OLTRE LA CRONACA. Il Patriarca di Gerusalemme a Molte fedi: «Israeliani e palestinesi ora non possono vivere insieme. Occorre realisticamente separare i due popoli».
Parole origliate al bancone di un bar: «Quelli sono musulmani, quegli altri sono ebrei e si fanno guerra a vicenda». Ricorrono in questi giorni - non solo nelle chiacchiere a fondo perduto ma pure nei media – spaventose banalizzazioni e mistificazioni di quanto sta accadendo in Medioriente. È stata opportuna, dunque, la decisione delle Acli di Bergamo di trasmettere ieri sera - 25 ottobre - nei propri canali social, in sostituzione di un previsto incontro con lo scrittore David Grossman, una conversazione sul tema «Oltre la cronaca: cosa sta succedendo in Israele e in Palestina». Nel corso dell’evento, che rientrava nella rassegna Molte fedi sotto lo stesso cielo, hanno preso la parola il cardinale Pierbattista Pizzaballa, Patriarca di Gerusalemme dei Latini, la scrittrice e blogger Paola Caridi, il giornalista e senior advisor dell’Ispi Ugo Tramballi, nonché l’attivista per la pace israeliano Meron Rapoport, già caporedattore del quotidiano «Haaretz».

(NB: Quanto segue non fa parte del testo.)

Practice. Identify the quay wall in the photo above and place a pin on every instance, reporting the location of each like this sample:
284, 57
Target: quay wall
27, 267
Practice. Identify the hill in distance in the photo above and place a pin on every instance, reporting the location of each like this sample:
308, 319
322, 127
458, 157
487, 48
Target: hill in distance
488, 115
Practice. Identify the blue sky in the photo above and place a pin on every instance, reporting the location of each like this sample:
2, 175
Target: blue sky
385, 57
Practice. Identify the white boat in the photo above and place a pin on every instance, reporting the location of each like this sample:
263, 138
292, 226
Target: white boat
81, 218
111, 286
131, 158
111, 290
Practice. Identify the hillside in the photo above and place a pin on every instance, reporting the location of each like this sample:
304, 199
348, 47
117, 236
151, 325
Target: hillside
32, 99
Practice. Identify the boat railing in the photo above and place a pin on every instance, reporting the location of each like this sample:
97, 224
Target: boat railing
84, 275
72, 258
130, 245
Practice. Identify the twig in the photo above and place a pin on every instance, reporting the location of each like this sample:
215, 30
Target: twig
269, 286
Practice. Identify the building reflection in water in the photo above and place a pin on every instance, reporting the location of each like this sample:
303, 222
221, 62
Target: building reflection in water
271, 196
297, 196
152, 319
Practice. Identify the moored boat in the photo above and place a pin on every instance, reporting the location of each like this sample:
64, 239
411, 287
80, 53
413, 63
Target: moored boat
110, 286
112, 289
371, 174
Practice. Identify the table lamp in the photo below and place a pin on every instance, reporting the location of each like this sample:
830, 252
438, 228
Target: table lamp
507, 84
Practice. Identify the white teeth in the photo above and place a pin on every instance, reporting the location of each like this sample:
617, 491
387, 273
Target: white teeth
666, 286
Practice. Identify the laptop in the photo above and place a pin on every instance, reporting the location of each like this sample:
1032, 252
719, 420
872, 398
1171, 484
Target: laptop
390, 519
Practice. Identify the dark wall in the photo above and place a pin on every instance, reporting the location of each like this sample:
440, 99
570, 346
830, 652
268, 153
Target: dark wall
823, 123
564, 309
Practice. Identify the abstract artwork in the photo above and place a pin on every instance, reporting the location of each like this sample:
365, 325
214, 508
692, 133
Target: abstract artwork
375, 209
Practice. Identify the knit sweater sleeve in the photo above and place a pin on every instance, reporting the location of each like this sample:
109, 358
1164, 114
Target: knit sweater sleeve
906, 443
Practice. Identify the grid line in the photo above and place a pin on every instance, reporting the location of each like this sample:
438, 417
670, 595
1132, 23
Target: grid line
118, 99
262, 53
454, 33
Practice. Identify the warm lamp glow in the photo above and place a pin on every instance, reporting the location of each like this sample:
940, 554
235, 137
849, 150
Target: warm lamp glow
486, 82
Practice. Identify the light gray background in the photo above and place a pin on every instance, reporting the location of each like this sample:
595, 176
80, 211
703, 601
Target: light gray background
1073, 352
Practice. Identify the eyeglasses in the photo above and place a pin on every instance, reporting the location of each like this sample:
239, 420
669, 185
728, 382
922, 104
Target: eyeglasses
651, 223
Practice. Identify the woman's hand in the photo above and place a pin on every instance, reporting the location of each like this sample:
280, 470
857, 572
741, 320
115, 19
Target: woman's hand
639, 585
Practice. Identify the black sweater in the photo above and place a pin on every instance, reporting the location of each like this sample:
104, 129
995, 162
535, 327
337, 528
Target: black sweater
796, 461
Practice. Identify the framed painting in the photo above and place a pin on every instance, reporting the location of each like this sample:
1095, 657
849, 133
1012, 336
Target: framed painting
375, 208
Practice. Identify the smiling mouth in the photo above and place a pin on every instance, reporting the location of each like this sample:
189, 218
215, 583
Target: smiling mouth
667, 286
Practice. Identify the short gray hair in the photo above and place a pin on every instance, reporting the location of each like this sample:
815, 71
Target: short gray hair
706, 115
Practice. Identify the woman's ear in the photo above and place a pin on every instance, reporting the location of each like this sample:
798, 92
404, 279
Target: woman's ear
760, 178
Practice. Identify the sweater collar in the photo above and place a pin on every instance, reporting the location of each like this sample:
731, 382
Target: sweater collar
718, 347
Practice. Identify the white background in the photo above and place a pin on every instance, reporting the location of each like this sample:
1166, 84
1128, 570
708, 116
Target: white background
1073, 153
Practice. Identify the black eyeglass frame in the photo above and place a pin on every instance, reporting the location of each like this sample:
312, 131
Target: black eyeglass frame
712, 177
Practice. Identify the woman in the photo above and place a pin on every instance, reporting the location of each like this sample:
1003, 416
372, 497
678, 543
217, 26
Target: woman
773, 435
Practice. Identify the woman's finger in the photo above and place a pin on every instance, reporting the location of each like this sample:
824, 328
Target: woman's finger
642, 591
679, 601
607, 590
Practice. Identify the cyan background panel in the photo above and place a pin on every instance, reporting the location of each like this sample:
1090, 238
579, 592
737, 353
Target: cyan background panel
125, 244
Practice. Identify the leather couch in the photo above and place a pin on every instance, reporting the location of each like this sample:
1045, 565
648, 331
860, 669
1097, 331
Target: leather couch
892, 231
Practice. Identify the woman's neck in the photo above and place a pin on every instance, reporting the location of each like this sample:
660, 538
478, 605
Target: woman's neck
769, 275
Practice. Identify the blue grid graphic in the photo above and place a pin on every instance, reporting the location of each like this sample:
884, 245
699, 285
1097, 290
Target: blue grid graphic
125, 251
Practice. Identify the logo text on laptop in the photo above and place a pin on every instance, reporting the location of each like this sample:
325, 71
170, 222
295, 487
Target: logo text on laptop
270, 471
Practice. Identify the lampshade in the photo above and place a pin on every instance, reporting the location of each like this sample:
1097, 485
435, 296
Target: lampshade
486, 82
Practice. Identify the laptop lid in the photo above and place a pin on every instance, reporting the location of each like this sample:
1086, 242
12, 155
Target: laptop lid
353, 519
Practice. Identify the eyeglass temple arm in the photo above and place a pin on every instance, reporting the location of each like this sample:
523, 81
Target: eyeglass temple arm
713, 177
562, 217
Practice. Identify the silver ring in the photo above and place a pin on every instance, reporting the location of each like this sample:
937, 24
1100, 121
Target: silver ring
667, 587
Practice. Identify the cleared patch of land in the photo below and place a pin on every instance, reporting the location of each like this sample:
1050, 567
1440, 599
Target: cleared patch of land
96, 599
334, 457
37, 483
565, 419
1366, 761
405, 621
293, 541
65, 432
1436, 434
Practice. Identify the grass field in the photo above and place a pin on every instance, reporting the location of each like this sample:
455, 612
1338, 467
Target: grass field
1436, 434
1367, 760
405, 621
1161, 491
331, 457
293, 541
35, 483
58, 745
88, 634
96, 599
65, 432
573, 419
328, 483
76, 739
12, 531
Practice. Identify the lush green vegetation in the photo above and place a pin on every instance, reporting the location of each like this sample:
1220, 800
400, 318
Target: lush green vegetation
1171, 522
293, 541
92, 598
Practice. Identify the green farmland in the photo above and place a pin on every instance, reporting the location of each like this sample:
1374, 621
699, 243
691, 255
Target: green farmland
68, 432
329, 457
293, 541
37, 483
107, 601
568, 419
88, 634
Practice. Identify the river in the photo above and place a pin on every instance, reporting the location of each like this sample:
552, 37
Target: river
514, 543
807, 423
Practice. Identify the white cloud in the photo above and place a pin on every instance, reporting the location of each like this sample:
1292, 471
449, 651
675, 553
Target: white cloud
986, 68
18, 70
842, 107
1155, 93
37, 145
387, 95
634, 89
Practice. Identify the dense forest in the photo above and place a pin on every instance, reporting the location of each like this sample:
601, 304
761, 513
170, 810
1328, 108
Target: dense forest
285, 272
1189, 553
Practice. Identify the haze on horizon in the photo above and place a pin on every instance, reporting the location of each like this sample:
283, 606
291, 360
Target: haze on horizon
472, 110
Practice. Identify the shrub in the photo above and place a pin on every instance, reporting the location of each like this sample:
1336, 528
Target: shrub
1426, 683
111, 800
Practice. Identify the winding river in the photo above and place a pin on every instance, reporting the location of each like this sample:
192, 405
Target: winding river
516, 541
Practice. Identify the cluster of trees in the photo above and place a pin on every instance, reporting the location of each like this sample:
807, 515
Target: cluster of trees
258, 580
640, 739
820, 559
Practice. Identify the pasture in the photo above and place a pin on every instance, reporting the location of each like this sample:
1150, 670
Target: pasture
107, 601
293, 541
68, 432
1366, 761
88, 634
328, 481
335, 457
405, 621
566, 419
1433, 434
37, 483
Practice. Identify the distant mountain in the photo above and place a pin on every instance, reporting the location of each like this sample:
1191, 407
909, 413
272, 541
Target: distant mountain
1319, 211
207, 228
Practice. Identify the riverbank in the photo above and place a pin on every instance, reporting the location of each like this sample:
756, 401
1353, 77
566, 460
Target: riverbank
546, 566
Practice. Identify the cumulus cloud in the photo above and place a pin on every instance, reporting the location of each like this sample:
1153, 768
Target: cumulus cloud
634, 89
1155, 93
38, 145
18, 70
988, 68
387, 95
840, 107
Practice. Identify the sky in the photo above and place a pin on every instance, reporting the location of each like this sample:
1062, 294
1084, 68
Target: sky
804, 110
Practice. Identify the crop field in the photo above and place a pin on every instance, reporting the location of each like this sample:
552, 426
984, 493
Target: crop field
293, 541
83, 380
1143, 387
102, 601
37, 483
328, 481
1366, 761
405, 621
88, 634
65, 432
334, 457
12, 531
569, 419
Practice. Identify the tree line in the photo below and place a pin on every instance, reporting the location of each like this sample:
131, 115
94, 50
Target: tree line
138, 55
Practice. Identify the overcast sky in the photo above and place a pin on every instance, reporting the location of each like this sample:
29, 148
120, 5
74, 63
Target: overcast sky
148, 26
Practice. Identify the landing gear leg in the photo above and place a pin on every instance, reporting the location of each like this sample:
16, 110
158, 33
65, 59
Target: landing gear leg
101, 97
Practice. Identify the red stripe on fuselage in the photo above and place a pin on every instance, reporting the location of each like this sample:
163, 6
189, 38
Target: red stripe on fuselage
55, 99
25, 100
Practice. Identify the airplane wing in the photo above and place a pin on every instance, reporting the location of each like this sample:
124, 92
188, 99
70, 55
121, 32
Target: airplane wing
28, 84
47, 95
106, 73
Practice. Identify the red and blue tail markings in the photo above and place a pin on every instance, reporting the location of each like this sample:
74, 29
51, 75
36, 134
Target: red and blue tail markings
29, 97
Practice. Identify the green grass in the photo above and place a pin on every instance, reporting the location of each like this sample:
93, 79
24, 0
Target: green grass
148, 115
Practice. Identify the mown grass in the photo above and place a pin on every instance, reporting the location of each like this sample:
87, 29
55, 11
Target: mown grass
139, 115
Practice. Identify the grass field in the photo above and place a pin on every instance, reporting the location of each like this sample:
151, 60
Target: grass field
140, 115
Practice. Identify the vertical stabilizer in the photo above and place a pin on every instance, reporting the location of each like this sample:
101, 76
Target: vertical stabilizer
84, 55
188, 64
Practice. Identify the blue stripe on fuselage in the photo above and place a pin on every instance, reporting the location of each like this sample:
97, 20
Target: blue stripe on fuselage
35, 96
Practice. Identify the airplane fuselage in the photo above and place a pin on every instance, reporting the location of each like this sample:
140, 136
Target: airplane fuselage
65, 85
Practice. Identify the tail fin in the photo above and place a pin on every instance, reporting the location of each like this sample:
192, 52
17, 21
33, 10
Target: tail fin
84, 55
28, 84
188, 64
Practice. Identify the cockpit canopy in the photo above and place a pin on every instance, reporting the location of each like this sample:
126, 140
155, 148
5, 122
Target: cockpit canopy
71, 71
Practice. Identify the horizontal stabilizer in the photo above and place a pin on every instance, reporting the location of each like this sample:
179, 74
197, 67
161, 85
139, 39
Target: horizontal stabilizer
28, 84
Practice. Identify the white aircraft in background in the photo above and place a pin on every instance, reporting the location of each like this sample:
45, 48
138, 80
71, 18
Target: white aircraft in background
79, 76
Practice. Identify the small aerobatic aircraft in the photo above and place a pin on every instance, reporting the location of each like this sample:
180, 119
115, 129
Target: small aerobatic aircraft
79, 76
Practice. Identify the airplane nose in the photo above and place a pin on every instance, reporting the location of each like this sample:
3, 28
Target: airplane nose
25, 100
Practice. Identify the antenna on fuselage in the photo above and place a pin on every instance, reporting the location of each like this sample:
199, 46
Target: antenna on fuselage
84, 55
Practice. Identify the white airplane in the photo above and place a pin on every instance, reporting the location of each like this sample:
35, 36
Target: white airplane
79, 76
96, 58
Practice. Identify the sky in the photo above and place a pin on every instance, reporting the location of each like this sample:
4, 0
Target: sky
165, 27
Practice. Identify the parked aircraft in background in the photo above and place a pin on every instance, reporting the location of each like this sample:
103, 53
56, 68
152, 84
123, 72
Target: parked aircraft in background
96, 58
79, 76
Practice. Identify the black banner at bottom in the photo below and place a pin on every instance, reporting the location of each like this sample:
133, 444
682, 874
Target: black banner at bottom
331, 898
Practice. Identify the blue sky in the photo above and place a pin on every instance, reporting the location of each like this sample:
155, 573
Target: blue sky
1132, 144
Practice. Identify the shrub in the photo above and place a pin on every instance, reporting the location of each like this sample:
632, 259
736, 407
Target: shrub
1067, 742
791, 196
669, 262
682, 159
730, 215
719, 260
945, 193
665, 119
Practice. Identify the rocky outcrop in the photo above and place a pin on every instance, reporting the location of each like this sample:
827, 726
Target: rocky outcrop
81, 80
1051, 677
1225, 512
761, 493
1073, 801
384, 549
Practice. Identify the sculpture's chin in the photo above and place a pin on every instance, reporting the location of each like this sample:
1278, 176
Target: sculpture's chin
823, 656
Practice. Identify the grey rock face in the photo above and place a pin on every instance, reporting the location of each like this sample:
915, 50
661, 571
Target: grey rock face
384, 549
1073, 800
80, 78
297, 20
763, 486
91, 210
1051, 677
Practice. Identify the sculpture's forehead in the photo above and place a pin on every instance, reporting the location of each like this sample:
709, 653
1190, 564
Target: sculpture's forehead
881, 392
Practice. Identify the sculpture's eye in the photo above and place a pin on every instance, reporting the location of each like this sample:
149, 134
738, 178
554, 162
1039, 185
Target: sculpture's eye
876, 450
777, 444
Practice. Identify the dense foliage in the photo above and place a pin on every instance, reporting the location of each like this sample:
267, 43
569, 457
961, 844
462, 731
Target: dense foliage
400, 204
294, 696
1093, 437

Presentando questa iniziativa il presidente provinciale delle Acli Daniele Rocchetti aveva sottolineato come, «al di là della cronaca degli eventi tragici di queste ultime settimane, occorra riflettere sulle origini di un conflitto che si perpetua dalla metà del secolo scorso. Abbiamo organizzato una serata online proprio per avviare un percorso di approfondimento che eviti inutili manicheismi e prese di posizione acritiche». In apertura della trasmissione in streaming, Rocchetti ha poi sottolineato la necessità di «una pace che abbia i contorni della giustizia, garantendo da un lato la sicurezza di Israele, dall’altro l’effettiva esistenza di uno Stato palestinese».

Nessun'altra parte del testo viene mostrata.